Wednesday, 05/13/2015 6:09:07 PM

Wednesday, May 13, 2015 6:09:07 PM

Post# of 47130
Hi Allen and Adam,

One thing that might help you decide on what size triggers to use for transactions, in addition to ZigZag overlays on a chart, is to also add the Average True Range (ATR) technical indicator to the chart. It is a measure of the Volatility of the stock or ETF. Here is the StockChart definition and explanation:

http://stockcharts.com/school/doku.php?id=chart_school:technical_indicators:average_true_range_atr

The daily price ranges ATR can vary anywhere from about one-half of 1 percent for mutual funds up to several percent a day for a leveraged ETF or individual stock.

For the past several years I have only done LD-AIM programs because I like to have a lot of programs over a wide variety of different sectors, countries, etc.
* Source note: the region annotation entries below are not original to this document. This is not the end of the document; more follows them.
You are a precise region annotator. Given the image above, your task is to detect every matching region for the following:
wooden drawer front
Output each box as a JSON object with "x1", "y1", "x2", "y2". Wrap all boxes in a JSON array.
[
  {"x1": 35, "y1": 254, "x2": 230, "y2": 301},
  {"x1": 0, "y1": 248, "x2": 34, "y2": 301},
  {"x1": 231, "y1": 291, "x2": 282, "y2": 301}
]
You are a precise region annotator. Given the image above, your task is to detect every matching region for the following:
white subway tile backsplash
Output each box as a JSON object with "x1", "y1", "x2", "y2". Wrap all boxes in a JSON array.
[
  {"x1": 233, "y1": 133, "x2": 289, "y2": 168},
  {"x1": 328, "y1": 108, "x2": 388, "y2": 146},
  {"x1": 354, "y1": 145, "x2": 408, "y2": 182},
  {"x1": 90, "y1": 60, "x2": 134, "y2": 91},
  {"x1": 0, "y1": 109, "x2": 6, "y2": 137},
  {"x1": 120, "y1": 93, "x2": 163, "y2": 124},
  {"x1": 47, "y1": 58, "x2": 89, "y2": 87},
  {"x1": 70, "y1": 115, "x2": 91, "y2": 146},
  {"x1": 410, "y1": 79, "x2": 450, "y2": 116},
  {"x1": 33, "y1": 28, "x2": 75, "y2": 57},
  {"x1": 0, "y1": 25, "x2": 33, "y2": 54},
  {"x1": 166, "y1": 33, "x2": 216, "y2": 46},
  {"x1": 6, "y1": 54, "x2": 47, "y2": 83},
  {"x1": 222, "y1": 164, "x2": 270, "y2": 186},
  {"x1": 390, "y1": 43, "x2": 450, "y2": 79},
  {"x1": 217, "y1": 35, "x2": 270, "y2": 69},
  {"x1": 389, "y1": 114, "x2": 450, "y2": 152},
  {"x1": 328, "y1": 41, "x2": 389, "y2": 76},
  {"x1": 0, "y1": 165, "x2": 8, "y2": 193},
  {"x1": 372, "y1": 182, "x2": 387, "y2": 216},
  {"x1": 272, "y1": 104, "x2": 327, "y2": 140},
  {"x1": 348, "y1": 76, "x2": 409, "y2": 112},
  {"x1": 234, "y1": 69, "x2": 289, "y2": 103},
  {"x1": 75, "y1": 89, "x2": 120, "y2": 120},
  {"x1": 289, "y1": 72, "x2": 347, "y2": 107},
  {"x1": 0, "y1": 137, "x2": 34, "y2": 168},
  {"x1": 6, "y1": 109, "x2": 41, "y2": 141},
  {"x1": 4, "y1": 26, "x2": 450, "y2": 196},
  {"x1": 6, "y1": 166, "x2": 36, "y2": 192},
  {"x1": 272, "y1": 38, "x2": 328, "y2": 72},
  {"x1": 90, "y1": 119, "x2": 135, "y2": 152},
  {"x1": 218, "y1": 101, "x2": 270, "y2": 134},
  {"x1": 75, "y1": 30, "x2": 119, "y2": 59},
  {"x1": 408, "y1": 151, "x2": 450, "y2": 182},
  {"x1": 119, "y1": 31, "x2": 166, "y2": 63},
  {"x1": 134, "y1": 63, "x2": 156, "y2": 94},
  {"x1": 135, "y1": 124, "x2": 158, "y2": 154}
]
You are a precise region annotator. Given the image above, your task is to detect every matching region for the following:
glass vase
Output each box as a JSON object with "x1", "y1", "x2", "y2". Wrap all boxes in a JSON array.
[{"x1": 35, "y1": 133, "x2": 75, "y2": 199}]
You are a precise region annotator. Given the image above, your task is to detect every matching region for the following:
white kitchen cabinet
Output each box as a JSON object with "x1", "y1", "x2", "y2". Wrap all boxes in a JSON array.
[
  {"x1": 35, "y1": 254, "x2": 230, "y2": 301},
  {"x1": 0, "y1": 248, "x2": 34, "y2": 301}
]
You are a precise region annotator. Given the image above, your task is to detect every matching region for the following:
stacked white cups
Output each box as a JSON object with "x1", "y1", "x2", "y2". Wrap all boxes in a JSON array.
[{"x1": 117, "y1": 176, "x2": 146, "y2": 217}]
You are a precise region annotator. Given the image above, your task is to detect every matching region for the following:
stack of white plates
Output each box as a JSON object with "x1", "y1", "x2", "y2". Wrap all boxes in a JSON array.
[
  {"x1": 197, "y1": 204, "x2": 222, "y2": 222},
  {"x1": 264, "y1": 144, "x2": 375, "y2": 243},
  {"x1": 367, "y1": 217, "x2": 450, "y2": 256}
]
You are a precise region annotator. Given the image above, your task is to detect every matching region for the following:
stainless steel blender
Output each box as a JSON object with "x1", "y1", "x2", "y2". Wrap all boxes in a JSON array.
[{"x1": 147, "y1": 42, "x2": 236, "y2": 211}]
For the most part most of my LD-AIM programs are now with leveraged ETFs. My personal preference is not to use a leveraged ETF for a "By the Book" AIM program because of the "time decay" built into holding these leveraged products over a long period of time. However, with LD-AIM programs you can sell out and go to zero balance holdings depending on how many "Sells" with which you begin the program.....sometimes very quickly.

The default time period for the Average True Range (ATR) at StockCharts is 14 days. I personally like to use 21 to 50 days (depending) to get a smoothing of the volatility over a longer period. The more volatile the holding, the longer time period I use. It just gives me a better handle on what settings I should use for the LD-AIM program.